Sure, some systems have to do major collections occasionally. But this is ridiculous.
[edit] I will also add that the other systems have this problem as you say, and they've all found much better solutions to it than you have. Because no one else has ever written an editor that can't scroll because of gc.

Let me add that no one else has an editor where it can stop for gc in the middle of typing and be gone for 15 seconds. Really, you think your system is acceptably tuned? Really?

Let me add that one of my favorite programmer's editors (JEdit) is written in pure java.

I've run it on windows, I've run it on unix installed on an android device without much memory. Never had a problem with garbage collection. Never had a problem with large files. Even on a slow arm processor.

Open office is also in Java, also no problems.

Eclipse a full IDE, also java. Acceptable no matter what version of java you run it in, GNU or Oracle - and let me add that I've run that both ways on an arm processor without much memory.

Some versions of Microsoft office are probably written in .net. No problems with gc and scrolling or editing or searching..

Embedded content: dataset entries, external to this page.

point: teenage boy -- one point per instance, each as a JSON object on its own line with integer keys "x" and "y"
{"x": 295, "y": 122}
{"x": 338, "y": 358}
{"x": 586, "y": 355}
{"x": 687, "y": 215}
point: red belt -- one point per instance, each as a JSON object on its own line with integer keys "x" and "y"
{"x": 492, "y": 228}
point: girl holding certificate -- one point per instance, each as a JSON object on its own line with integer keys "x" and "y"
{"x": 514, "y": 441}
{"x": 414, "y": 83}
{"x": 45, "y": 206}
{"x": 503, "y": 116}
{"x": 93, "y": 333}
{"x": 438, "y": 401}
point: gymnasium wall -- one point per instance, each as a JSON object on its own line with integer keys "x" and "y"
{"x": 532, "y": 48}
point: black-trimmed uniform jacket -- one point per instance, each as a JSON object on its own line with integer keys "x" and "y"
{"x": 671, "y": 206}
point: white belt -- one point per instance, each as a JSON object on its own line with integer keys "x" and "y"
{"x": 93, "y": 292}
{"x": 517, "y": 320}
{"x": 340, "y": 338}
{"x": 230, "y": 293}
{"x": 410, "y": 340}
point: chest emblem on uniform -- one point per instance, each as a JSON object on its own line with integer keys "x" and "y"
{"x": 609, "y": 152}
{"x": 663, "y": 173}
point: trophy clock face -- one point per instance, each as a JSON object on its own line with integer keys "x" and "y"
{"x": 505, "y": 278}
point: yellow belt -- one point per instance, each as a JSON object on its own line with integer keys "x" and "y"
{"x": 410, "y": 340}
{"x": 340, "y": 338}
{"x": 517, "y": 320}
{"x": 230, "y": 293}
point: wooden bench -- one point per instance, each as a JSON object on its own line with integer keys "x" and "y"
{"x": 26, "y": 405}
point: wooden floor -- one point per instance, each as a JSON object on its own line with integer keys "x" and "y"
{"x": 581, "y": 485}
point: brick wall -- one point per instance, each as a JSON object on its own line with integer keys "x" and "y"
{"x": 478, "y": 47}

Ok, visual studio 2010, written in winforms is a bit on the unacceptably slow side, but pauses for GC while editing aren't the problem... Editors built on IDEA are in java and also a bit heavy and slow, but still no long pauses for gc while doing basic editing.

XMaxima displays equations in full mathematical format, it's written in TCL/TK - it runs a lot better than the PLT ide

I think you have to go to an editor written in Javascript running in a browser to find something as slow and pausing as Racket. And you might have to have multiple pages open in the browser to get that bad.

Probably a GUI problem

The problem probably is the GUI library, not the GC. In the past, Java AWT and Swing used to have strange pauses while Eclipse SWT would run very nicely in the same Java VM.

Macros?

What's wrong with the macro system? Just learned it, seems nice.